İlk Derece Mahkemesinin yukarıda tarih ve sayısı belirtilen kararı ile bozma ilâmına uyularak ek rapor aldırılarak davacının ilave tediye ve bayram ikramiyesi alacağının ödendiği gerekçesiyle bu taleplerin reddi ile davanın kısmen kabulüne karar verilmiştir.
VI. TEMYİZ
A. Temyiz Sebepleri
Davalı vekili temyiz dilekçesinde;
1. Davacıya 01.03.2009-28.02.2012 tarihli toplu iş sözleşmesi ve ek protokol uyarınca tüm ödemelerin eksiksiz yapıldığını, fark alacak bulunmadığını,
2. Belirsiz alacak davası açılamayacağını ileri sürmüştür.
B. Değerlendirme ve Gerekçe
Dosya içeriğine, bozmanın mahiyeti ve kapsamına göre taraflar arasındaki uyuşmazlık, davacının toplu iş sözleşmeleri gereği ödenmeyen ilave tediye ve bayram ikramiyesi alacağı bulunup bulunmadığına ilişkindir.

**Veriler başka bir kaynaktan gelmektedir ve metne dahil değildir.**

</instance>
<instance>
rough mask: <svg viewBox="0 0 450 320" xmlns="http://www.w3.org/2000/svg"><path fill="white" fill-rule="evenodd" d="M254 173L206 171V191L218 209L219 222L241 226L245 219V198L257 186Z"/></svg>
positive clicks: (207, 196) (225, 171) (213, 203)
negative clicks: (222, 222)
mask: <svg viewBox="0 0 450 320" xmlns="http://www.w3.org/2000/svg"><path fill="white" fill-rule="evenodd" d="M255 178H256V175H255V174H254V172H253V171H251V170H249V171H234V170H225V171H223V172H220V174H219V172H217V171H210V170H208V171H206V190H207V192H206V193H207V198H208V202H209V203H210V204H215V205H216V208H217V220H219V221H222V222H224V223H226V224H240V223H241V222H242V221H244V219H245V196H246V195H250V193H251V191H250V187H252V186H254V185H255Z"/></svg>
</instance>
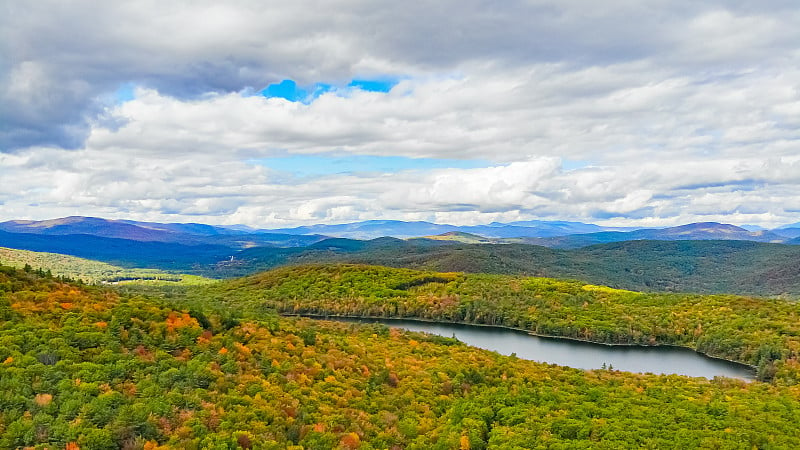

Temyiz olunan nihai kararların bozulması 6100 sayılı Hukuk Muhakemeleri Kanunu'nun 371. maddesinde yer alan sebeplerden birinin varlığı hâlinde mümkündür.
Temyizen incelenen İlk Derece Mahkemesi kararının bozmaya uygun olduğu, kararda ve kararın gerekçesinde hukuk kurallarının somut olaya uygulanmasında bir isabetsizlik bulunmadığı, bozmaya uyulmakla karşı taraf yararına kazanılmış hak durumunu oluşturan yönlerin ise yeniden incelenmesine hukukça imkân bulunmadığı anlaşılmakla; temyiz dilekçesinde ileri sürülen nedenler kararın bozulmasını gerektirecek nitelikte görülmemiştir.
VII. KARAR
Açıklanan sebeple;
Davalı vekilinin yerinde görülmeyen tüm temyiz itirazlarının reddi ile usul ve kanuna uygun olan kararın ONANMASINA,
Aşağıda yazılı temyiz giderinin temyiz edene yükletilmesine,
Dosyanın İlk Derece Mahkemesine gönderilmesine,
05.02.2025 tarihinde oy birliğiyle karar verildi.